Un risultato ben al di sotto della media europea che si attesta allo 0,4 per cento.
Tra i Paesi che erano in crisi un decennio, la Spagna registra una variazione congiunturale dello 0,8 per cento e l’Irlanda del 2.
Questi numeri si prestano ad alcune considerazioni.
Primo: riformare paga.
L’economia spagnola e quella irlandese migliorano perché hanno cambiato radicalmente il loro contesto economico attraverso una serie di riforme, alcune dolorose.
Il percorso di aggiustamento (Troika inclusa) effettuato negli anni 2011-2013 ha consentito di mettere in ordine i conti pubblici e, al contempo, di rafforzare il sistema produttivo.
E, così, solo per fare un esempio, le risorse del programma Next generation Eu trovano un terreno fertile e diventano maggiormente produttive.
L’Italia, invece, ha rimandato e continua a rimandare l’attuazione delle riforme, a cominciare da quella della concorrenza.
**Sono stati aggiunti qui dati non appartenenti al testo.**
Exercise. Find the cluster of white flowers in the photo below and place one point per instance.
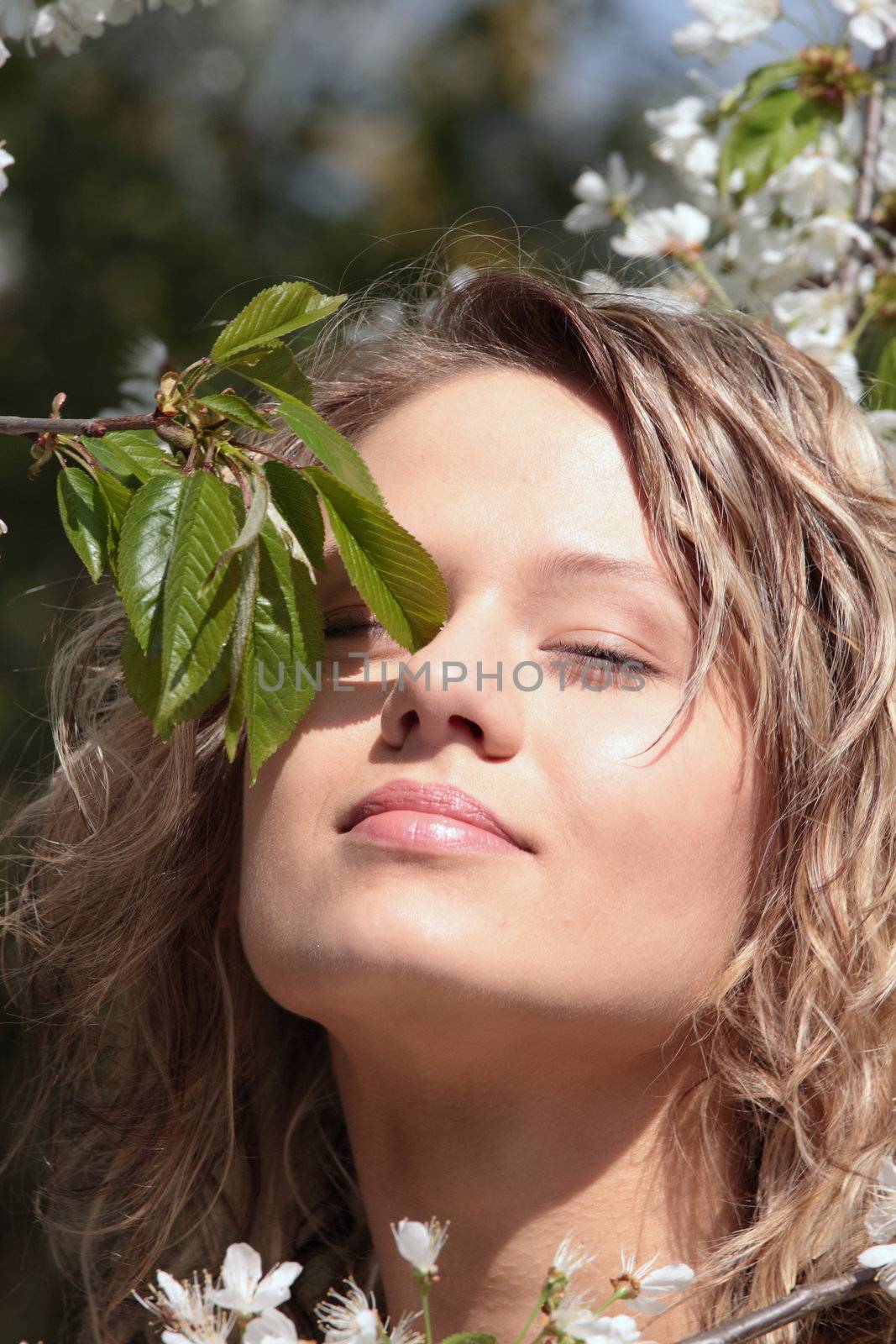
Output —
(62, 26)
(880, 1225)
(779, 252)
(574, 1314)
(206, 1314)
Si è pensato per lungo tempo – sottolinea De Romanis – che per crescere bisognasse spendere.
In particolare, attraverso i bonus per tutto e per tutti.
E qui arriviamo alla seconda considerazione: i bonus sono una droga.
Servono a far salire il Pil nell’immediato.
L’effetto sulla crescita, tuttavia, è destinato a svanire.
Quello sui conti pubblici, al contrario, resta.
Con conseguenze drammatiche.
Il debito costa.
Si tratta di risorse pubbliche che vengono distribuite ai nostri creditori e sottratte ad usi alternativi come la sanità, la scuola, i trasporti.
Terza ed ultima considerazione: i pasti gratis non esistono.
Il conto si paga sempre.
Peraltro, nel caso italiano deve essere pagato proprio in una fase di rallentamento economico e di crescente incertezza legata alle tensioni geopolitiche in atto.
Tocca, quindi, stringere la cinghia proprio quando bisognerebbe fare il contrario.
Del resto, non ci sono alternative.
Raccontare la favola dei bonus che si autofinanziano, ovvero che generano un impatto talmente elevato sulla crescita da ripagarsi da soli, non è più possibile.
Difficilmente si chiuderà l’anno con una crescita dell’1 per cento come previsto dal governo.
Nonostante gli oltre centocinquanta miliardi di euro spesi per ristrutturare una percentuale minuscola di case appartenente ad italiani spesso benestanti”.